Physiological and transcriptional studies of Cr(VI) reduction under aerobic and denitrifying conditions by an aquifer-derived pseudomonad.

机构信息

Earth Sciences Division, Lawrence Berkeley National Laboratory, Berkeley, California 94720, USA.

出版信息

Environ Sci Technol. 2010 Oct 1;44(19):7491-7. doi: 10.1021/es101152r.

Abstract

Cr(VI) is a widespread groundwater contaminant that is a potent toxin, mutagen, and carcinogen. In situ reductive immobilization is a favored approach for Cr(VI) bioremediation, and Cr(VI) reduction has been reported in a variety of aerobic, facultative, and anaerobic bacteria, including a number of pseudomonads. However, studies comparing Cr(VI) reduction under aerobic and denitrifying conditions in the same organism are not available. We have conducted studies with strain RCH2, a bacterium similar to Pseudomonas stutzeri that we isolated from a Cr-contaminated aquifer. Cell suspension studies with lactate demonstrated that Cr(VI) reduction could occur under either denitrifying or aerobic conditions (at comparable specific rates) and that reduction was at least 20-fold more rapid when the terminal electron acceptor (i.e., nitrate or O(2)) was present.
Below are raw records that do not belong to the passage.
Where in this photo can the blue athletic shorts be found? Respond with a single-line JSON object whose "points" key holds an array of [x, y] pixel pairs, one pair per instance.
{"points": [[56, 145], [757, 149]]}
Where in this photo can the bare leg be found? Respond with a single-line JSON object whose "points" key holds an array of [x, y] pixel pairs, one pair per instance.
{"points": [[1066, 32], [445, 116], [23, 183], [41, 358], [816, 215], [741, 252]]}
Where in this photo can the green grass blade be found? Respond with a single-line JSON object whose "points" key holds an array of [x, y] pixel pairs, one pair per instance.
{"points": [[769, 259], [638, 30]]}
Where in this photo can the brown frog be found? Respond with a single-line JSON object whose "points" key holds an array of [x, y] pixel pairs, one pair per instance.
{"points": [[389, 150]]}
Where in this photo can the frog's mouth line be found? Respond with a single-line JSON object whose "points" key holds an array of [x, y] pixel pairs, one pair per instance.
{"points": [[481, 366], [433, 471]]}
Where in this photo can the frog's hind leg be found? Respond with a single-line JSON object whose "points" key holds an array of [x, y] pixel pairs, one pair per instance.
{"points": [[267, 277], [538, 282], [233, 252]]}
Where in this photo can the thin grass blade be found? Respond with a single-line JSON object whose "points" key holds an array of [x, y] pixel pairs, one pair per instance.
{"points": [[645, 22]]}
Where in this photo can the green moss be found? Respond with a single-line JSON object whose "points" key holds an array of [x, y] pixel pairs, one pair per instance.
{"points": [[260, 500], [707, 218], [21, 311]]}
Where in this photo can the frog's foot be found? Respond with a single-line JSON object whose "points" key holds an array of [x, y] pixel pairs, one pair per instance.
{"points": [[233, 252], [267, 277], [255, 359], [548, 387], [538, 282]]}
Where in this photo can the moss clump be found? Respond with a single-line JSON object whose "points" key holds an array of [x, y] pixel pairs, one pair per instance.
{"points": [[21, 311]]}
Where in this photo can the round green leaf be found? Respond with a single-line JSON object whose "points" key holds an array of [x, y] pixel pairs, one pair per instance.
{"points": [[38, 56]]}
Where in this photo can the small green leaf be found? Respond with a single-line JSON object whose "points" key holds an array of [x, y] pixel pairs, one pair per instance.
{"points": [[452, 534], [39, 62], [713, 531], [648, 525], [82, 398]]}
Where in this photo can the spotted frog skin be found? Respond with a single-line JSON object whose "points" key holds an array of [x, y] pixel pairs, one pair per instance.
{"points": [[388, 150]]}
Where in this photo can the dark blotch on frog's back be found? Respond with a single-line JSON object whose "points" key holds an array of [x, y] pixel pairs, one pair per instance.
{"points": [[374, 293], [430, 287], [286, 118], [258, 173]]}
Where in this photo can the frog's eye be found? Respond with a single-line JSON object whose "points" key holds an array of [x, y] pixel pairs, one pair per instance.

Our results suggest that Cr(VI) reduction by strain RCH2 under either aerobic or denitrifying conditions is primarily cometabolic in the sense that the physiological electron acceptor (oxygen or nitrate) appears to be required. Under both aerobic and denitrifying conditions, the gene(s) associated with chromate reduction are not inducible by Cr. Continuous culture (chemostat) studies showed strong correlations (r(2) values >0.93) between nitrate reduction rate and the transcript copy number of either nirS (cytochrome cd(1) nitrite reductase) or narG (nitrate reductase α subunit). As our studies indicate that anaerobic Cr(VI) reduction by this pseudomonad requires active denitrification and that denitrification and chromate reduction rates are highly correlated (r(2) > 0.99), monitoring expression of such denitrification genes in biostimulated aquifers could provide valuable proxy information for in situ chromate reduction by similar bacteria even if the specific genes involved in chromate reduction have not been identified. We also report incomplete removal of reduced Cr from solution and on artifacts in the widely used diphenylcarbazide assay for Cr(VI), most notably, its complete inactivation in the presence of millimolar nitrite.

摘要

六价铬是一种广泛存在于地下水中的污染物,具有很强的毒性、致突变性和致癌性。原位还原固定化是一种用于六价铬生物修复的首选方法,已经有报道称,多种需氧、兼性和厌氧细菌都能还原六价铬,包括一些假单胞菌。然而,在同一生物体中比较好氧和反硝化条件下的六价铬还原的研究尚未见报道。我们用 RCH2 菌株进行了研究,RCH2 菌株类似于我们从铬污染含水层中分离到的恶臭假单胞菌。用乳酸盐进行细胞悬浮研究表明,六价铬还原可以在反硝化或好氧条件下进行(特定比速率相当),并且当末端电子受体(即硝酸盐或 O₂)存在时,还原速率至少快 20 倍。我们的研究结果表明,RCH2 菌株在好氧或反硝化条件下还原六价铬主要是共代谢的,因为生理电子受体(氧气或硝酸盐)似乎是必需的。在好氧和反硝化条件下,与铬酸盐还原相关的基因都不能被铬诱导。连续培养(恒化器)研究表明,硝酸盐还原速率与nirS(细胞色素 cd₁ 亚硝酸盐还原酶)或 narG(硝酸盐还原酶 α 亚基)的转录拷贝数之间存在很强的相关性(r² 值>0.93)。由于我们的研究表明,这种假单胞菌的厌氧六价铬还原需要活性反硝化,并且反硝化和铬酸盐还原速率高度相关(r²>0.99),因此即使尚未确定参与铬酸盐还原的特定基因,监测此类生物刺激含水层中这些反硝化基因的表达也可以为类似细菌的原位铬酸盐还原提供有价值的替代信息。我们还报告了从溶液中不完全去除还原的 Cr,并指出了广泛使用的二苯卡巴肼法测定六价铬存在的缺陷,特别是在存在亚硝酸盐毫摩尔浓度时,其完全失活。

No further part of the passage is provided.